Esse facepalm é mesmo o que sinto neste momento. A trovoada aqui quase parou, tudo ainda em festa menos Portalegre e no interior todo, foi o que teve menos descargas. 
18.7ºC e 77% HR.


----------



## GonçaloMPB (5 Jun 2011 às 19:33)

Cheguei agora a casa.

Na estrada a situação chegou a estar complicada. Até porque choveu brutalmente durante uns 10 minutos, granizo.

Mas o mais impressionante são as descargas eléctricas, praticamente continuas e dispersas.


----------



## Gil_Algarvio (5 Jun 2011 às 19:47)

Évora:
Por aqui a trovoada começa a acalmar! Mas foi bem forte!! Por certos momentos mantinha-se de fundo o ruído constante dos trovões, dada a sua grande e curta sequência entre descargas.

Continua a chover moderadamente!!


----------



## Gerofil (5 Jun 2011 às 20:43)

Estremoz: significativa melhoria do estado do tempo a oeste, noroeste e norte, com céu quase limpo e muito sol. No entanto, a leste, sueste e sul continua o céu encoberto, com bandas de precipitação e vai-se ouvindo esporadicamente o som dos trovões.

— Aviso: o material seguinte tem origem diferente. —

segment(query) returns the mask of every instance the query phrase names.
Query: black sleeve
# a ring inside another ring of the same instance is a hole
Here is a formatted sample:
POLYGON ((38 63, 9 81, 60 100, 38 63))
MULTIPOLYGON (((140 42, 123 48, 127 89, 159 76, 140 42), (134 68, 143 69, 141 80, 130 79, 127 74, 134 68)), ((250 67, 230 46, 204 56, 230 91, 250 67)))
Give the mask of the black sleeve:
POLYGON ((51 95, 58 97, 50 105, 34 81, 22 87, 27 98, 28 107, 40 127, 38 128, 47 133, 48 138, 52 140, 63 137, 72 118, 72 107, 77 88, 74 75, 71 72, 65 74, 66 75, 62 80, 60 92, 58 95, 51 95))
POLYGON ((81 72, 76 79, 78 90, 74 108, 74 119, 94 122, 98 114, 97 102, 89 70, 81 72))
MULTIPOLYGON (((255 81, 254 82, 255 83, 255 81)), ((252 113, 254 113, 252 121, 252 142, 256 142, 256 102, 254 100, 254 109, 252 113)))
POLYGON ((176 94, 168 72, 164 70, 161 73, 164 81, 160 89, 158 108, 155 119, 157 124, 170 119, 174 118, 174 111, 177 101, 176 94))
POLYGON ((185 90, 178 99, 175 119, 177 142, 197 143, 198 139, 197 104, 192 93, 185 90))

Muito bonito ver agora o ocaso do sol, depois de uma tarde de tempestade severa.





Fonte: METEOELVAS


----------



## SpiderVV (5 Jun 2011 às 20:50)

Gerofil disse:


> Muito bonito ver agora o ocaso do sol, depois de uma tarde de tempestade severa.

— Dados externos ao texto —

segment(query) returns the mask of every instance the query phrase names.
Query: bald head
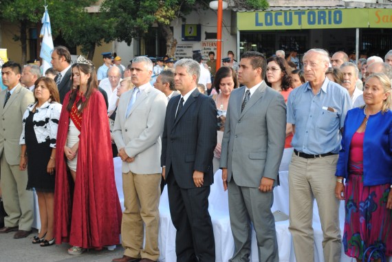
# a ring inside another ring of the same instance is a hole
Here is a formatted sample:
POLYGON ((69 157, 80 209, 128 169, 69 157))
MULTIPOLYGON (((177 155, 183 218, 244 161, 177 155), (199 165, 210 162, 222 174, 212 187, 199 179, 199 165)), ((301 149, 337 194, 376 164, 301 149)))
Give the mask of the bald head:
POLYGON ((331 58, 332 67, 339 68, 344 63, 349 61, 349 56, 342 51, 338 51, 334 54, 331 58))
POLYGON ((392 78, 392 68, 386 63, 374 62, 367 66, 365 76, 367 78, 375 73, 385 74, 389 79, 392 78))
POLYGON ((370 56, 369 58, 367 58, 367 61, 368 67, 373 63, 382 63, 382 62, 384 62, 382 58, 377 56, 370 56))
POLYGON ((111 88, 116 88, 120 83, 121 72, 116 66, 111 67, 107 70, 107 78, 111 85, 111 88))

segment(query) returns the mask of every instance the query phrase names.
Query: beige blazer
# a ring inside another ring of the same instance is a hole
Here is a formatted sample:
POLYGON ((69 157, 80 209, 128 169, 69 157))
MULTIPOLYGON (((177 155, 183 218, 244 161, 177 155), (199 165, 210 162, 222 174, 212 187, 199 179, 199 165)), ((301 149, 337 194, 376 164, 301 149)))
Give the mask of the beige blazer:
POLYGON ((0 92, 0 157, 4 153, 8 164, 19 165, 22 117, 34 98, 31 91, 19 84, 4 107, 6 94, 7 89, 0 92))
POLYGON ((155 174, 162 172, 160 155, 167 98, 150 84, 141 91, 127 118, 127 109, 133 89, 121 95, 113 136, 120 150, 135 157, 131 163, 122 162, 122 173, 155 174))

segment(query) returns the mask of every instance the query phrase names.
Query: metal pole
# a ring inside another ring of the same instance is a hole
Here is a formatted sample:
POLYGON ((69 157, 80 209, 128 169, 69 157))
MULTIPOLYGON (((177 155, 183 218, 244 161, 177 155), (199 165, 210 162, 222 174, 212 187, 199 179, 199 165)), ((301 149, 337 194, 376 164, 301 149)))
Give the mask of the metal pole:
POLYGON ((359 61, 359 28, 356 30, 356 61, 357 64, 359 61))
POLYGON ((217 71, 221 67, 222 55, 223 0, 218 0, 218 21, 217 25, 217 71))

Muito mesmo! O céu esta com um tom laranja muito fotogénico 

Tive relatos da Mina do Bugalho, Alandroal também de granizo grande como se observou em Beja.
Por aqui: 19.3ºC e 67%


----------



## AnDré (5 Jun 2011 às 20:55)

Vídeos de Beja, esta tarde:


----------



## SpiderVV (5 Jun 2011 às 20:57)

Aqui vão as fotos do céu


----------



## MeteoAlentejo (5 Jun 2011 às 21:01)

Precipitação acumulada hoje em Serpa - 10mm


----------



## Duarte Sousa (5 Jun 2011 às 21:16)

Bem
Que belo pôr-de-Sol
Fotos muito boas pessoal


----------



## Geiras (5 Jun 2011 às 21:23)

Excelentes reportagens pessoal 

*Este tópico com fotos já vale muito!*


----------



## SpiderVV (5 Jun 2011 às 23:04)

Por aqui 18.2ºC e 71% HR.

Timelapse:


----------



## Gerofil (5 Jun 2011 às 23:58)

Estremoz:

Temperatura máxima = 27,7 ºC (15h56)

CONDIÇÕES ACTUAIS:
Temperatura = 17,2 ºC 
Pressão atmosférica = 1008 hPa

Este mês: Temp. máxima = 29,1 ºC (dia 3); temp. mínima = 12,8 ºC (dia 2).


----------



## actioman (6 Jun 2011 às 04:52)

Gerofil disse:


> Estremoz: significativa melhoria do estado do tempo a oeste, noroeste e norte, com céu quase limpo e muito sol. No entanto, a leste, sueste e sul continua o céu encoberto, com bandas de precipitação e vai-se ouvindo esporadicamente o som dos trovões.
> 
> Muito bonito ver agora o ocaso do sol, depois de uma tarde de tempestade severa.
> 
> ...




Obrigado pela imagem Gerofil, eu nem me lembrei da webcam! Mas estava atento ao fenómeno óptico. 
Foi realmente muito belo, o céu parecia arder e as nuvens reflectiam a luz solar de uma forma quase mágica e até algumas cortinas de precipitação pareciam chamas de fogo 

Aqui lhes deixo algumas fotos do dia, começando precisamente pelo seu final (cliquem na primeira imagem panorâmica para a verem com maior resolução e tamanho).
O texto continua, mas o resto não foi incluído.